In our recent Asset Finance Connect webcast, sponsored by Bynx, AFC head of content, David Betteley, spoke to a panel of auto experts to find out how the UK fleet industry is coping with the constant political changes.

UK fleet industry

DriveElectric’s CEO Mike Potter noted that corporates are driving sales of EVs through leasing, while the affordability issue of EVs has hit private sales and micro-business leasing.

New car registration figures for November 2023 from the Society of Motor Manufacturers and Traders (SMMT) highlighted the overwhelming dependency on fleet registrations for growth in the new EV market. Of the 24,359 new BEVs reaching the road in November, 77.4% were taken on by fleets and businesses.

Andrew Jago, General Manager of Fleet and Business at JLR UK agreed that currently three in every five BEVs is sold to a fleet end user, highlighting that less than one in five BEVs are sold to the private segment.

Looking at tax benefits, it is evident where the market pull is. While there is not much certainty in the auto industry at present, fleets are looking to the BiK outlook, confirmed until the 2027-28 tax year, to give the industry a degree of certainty in terms of being able to plan forward and enable fleets to make those changes towards net zero.

Increasing acceptance and adoption of BEVs can be seen in the figures above with fleets moving in this direction, as seen in everyday use cases with increasingly higher mileage in EVs.

The government’s announcement to delay the deadline to ban the manufacture and sale of ICE vehicles to 2035 has not had much impact on people’s decision to go electric.

From a retail perspective, Ian Plummer, Commercial Director at Auto Trader has seen no negative impact on the sale of EVs after the September 2023 announcement. However, a recent Auto Trader survey did highlight that 70% of people are confused about the ban, thinking that the ban on ICE vehicles covers both new and used cars, while 37% are taking on the negativity around electric vehicles and uncertainty over the ban and have decided that they are never going to buy electric.

From a fleet perspective, the Prime Minister’s announcement has had little effect on companies’ decisions to make the move to zero emission vehicles. The fleet sector is currently gearing up for the introduction of the ZEV mandate in 2024 which is driving the market for OEMs and fleets.

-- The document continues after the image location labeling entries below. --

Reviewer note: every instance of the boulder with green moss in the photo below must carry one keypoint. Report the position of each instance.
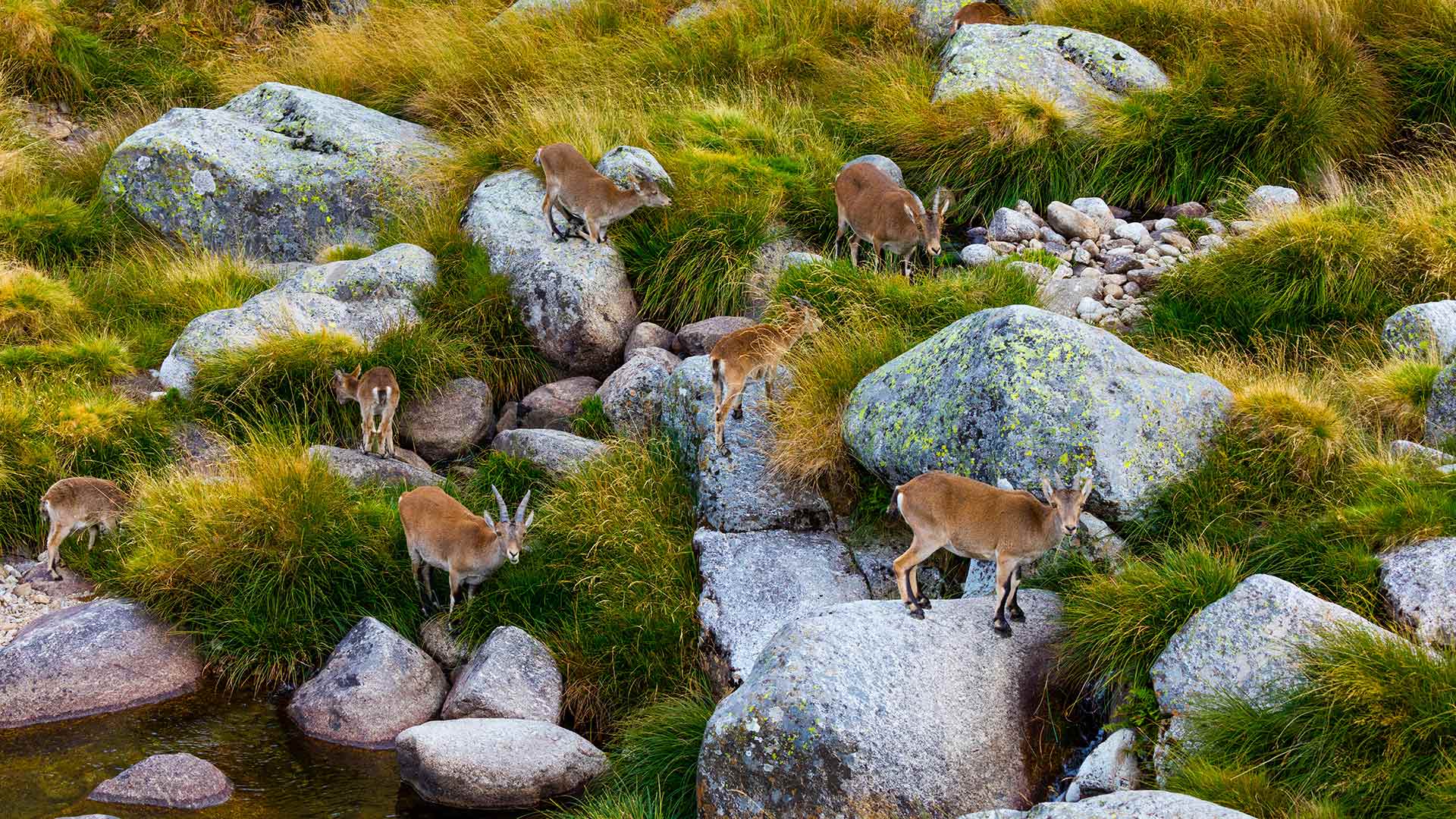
(278, 172)
(1018, 392)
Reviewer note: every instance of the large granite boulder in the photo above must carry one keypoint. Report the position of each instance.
(736, 490)
(632, 395)
(375, 686)
(1066, 66)
(1019, 392)
(865, 711)
(574, 297)
(278, 172)
(168, 780)
(756, 582)
(1420, 589)
(482, 764)
(511, 676)
(359, 297)
(450, 420)
(92, 659)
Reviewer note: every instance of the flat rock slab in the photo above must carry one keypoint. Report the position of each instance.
(92, 659)
(484, 764)
(755, 582)
(861, 710)
(375, 686)
(510, 676)
(277, 174)
(168, 780)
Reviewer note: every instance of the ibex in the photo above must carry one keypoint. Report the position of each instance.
(378, 394)
(753, 352)
(440, 532)
(982, 522)
(892, 218)
(74, 504)
(577, 190)
(971, 14)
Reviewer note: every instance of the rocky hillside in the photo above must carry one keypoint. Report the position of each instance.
(1200, 253)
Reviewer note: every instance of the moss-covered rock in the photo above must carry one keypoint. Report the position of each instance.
(1019, 392)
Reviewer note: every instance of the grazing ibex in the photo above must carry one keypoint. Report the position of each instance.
(971, 14)
(378, 394)
(890, 216)
(582, 194)
(440, 532)
(74, 504)
(753, 352)
(982, 522)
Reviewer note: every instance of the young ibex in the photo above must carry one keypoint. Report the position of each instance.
(753, 352)
(74, 504)
(440, 532)
(582, 194)
(890, 216)
(982, 522)
(378, 394)
(971, 14)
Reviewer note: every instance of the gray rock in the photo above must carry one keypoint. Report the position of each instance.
(360, 297)
(484, 764)
(756, 582)
(449, 422)
(632, 397)
(1068, 66)
(1072, 222)
(1018, 391)
(736, 490)
(1126, 805)
(375, 686)
(698, 338)
(551, 406)
(364, 468)
(1011, 226)
(554, 450)
(647, 335)
(820, 726)
(1421, 331)
(1269, 200)
(1110, 768)
(574, 297)
(511, 676)
(168, 780)
(278, 172)
(92, 659)
(1420, 589)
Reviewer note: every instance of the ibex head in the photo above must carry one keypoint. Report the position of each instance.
(510, 532)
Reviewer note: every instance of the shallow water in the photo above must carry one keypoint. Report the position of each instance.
(47, 771)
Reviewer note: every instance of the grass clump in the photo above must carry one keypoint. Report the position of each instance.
(268, 567)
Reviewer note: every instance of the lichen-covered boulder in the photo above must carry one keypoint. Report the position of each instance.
(1421, 331)
(375, 686)
(359, 297)
(574, 297)
(278, 172)
(865, 711)
(484, 764)
(1066, 66)
(1017, 392)
(168, 780)
(447, 422)
(736, 490)
(511, 676)
(755, 582)
(1420, 589)
(92, 659)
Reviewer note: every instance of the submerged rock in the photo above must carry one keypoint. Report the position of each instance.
(277, 174)
(92, 659)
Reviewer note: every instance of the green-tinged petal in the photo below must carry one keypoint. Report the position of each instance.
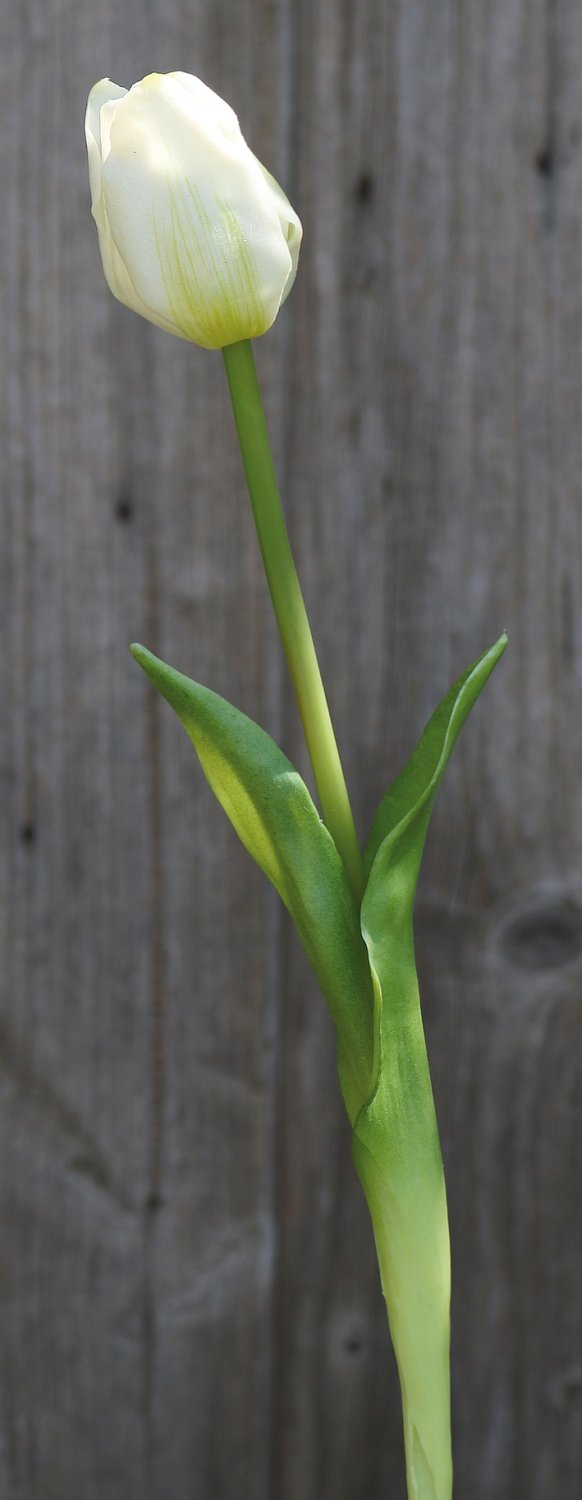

Toby Poston, Director of Corporate Affairs at the British Vehicle Rental & Leasing Association (BVRLA) sees an imbalance in the fleet market with two differing sides: one portion of fleet who are holding more BEVs than they can handle, alongside fleets who can’t really make a use case for transitioning to BEVs, particularly relating to electric vans, and are, in turn, worried about the ZEV mandate focusing on BEVs.

ZEV mandate

Owen Edwards, Head of Downstream Automotive at Grant Thornton UK LLP pointed out that there is only a handful of car manufacturers that will need to comply directly with the ZEV mandate, which will see manufacturers having to sell 22% of EVs in 2024, 28% in 2025, rising to 80% by 2030. This raises the issue that by the time you get to 2030 (80% EVs), there will only be 20% (approx. 450,000 units) of new vehicles that are hybrid or ICE, which will then be more costly to produce, raising a big question over economies of scale in the manufacturing process.

Whilst plug-in hybrid vehicles (PHEVs) are not a total leap forward like full electric, they are still a positive step, according to Plummer. The challenge that Plummer sees is that hybrids are not sufficient on their own as they only drive in EV mode for a limited amount of time and therefore still produce CO2 emissions: “hybrids are good but not good enough.”

JLR’s Jago sees plug-in hybrids as a “useful bridging strategy on the road towards full zero emissions vehicles.

Used BEV market

One area where retail sentiment is moving into the fleet sector, according to the BVRLA’s Poston, is in the used BEV market: “No one knows what the long-term prognosis of the used market is, whether it’s going to be a market failure or whether there will be a soft landing.”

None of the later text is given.